PHOTO FOURNIE PAR LETKO BROSSEAU

Daniel Brosseau, fondateur, gestionnaire de portefeuille et grand patron du gestionnaire d’actif Letko Brosseau

Les caisses de retraite constituent le réservoir d’épargne institutionnel le plus important au pays, égal aux banques et 50 % plus élevé que les compagnies d’assurances. Il est le seul pour lequel les investissements à long terme en capital de risque sont appropriés, les investissements qui forgent l’avenir.

La lettre ouverte fait état d’un déclin important de leurs investissements au Canada. Les plus grandes caisses investissent à l’étranger 13 fois plus en capital-investissement, 8 fois plus en actions publiques, 6 fois plus en infrastructures et 2 fois plus en immobilier qu’au Canada.

Des caisses s’opposent à une remise en question de leur rôle dans l’économie en invoquant qu’elles remplissent bien leur mission grâce à d’excellents rendements. Ainsi soit-il. Serait-ce parce qu’elles investissent peu au Canada ?

Au cours des 5, 10, 15, 20, 25 et 30 dernières années, le marché boursier canadien a mieux fait en moyenne que les marchés développés et émergents, souvent de beaucoup, à l’exception des États-Unis. Toutefois, si l’on exclut le Magnificent 7, les rendements canadiens sont compétitifs avec le reste du S&P 500.

Selon une étude récente de l’UBS sur 100 ans, le Canada est au deuxième rang au chapitre du ratio risque-rendement de toutes les Bourses mondiales, devant les États-Unis et les autres pays développés, à l’exception de l’Australie.

Ces chiffres peuvent surprendre, voire choquer, mais démontrent que le Canada est un excellent pays où investir.
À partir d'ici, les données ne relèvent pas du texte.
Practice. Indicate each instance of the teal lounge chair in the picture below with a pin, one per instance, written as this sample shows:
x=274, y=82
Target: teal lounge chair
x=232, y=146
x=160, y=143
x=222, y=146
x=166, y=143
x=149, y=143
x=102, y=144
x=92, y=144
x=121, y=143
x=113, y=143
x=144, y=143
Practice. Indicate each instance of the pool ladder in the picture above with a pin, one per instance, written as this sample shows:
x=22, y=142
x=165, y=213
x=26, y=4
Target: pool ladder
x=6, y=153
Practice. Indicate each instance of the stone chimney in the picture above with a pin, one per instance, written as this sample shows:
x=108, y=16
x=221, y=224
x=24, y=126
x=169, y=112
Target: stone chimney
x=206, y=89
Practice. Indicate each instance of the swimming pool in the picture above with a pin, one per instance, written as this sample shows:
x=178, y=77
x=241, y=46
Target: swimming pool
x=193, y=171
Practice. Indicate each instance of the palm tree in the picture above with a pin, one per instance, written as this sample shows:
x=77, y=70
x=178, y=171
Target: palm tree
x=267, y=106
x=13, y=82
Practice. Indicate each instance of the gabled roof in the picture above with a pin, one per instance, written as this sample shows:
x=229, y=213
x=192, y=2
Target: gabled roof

Certains voudraient que les gouvernements fassent du Canada un meilleur pays où investir et alors, mais alors seulement, les fonds de pension s’engageraient à y revenir. Pourtant, en plus des rendements notoires que le Canada a rendus, l’IMD World Competitiveness Ranking de 2023 place le Canada en deuxième position parmi les pays du G7, après les États-Unis. Cette analyse de 336 facteurs porte sur l’efficacité du gouvernement, des entreprises et des infrastructures.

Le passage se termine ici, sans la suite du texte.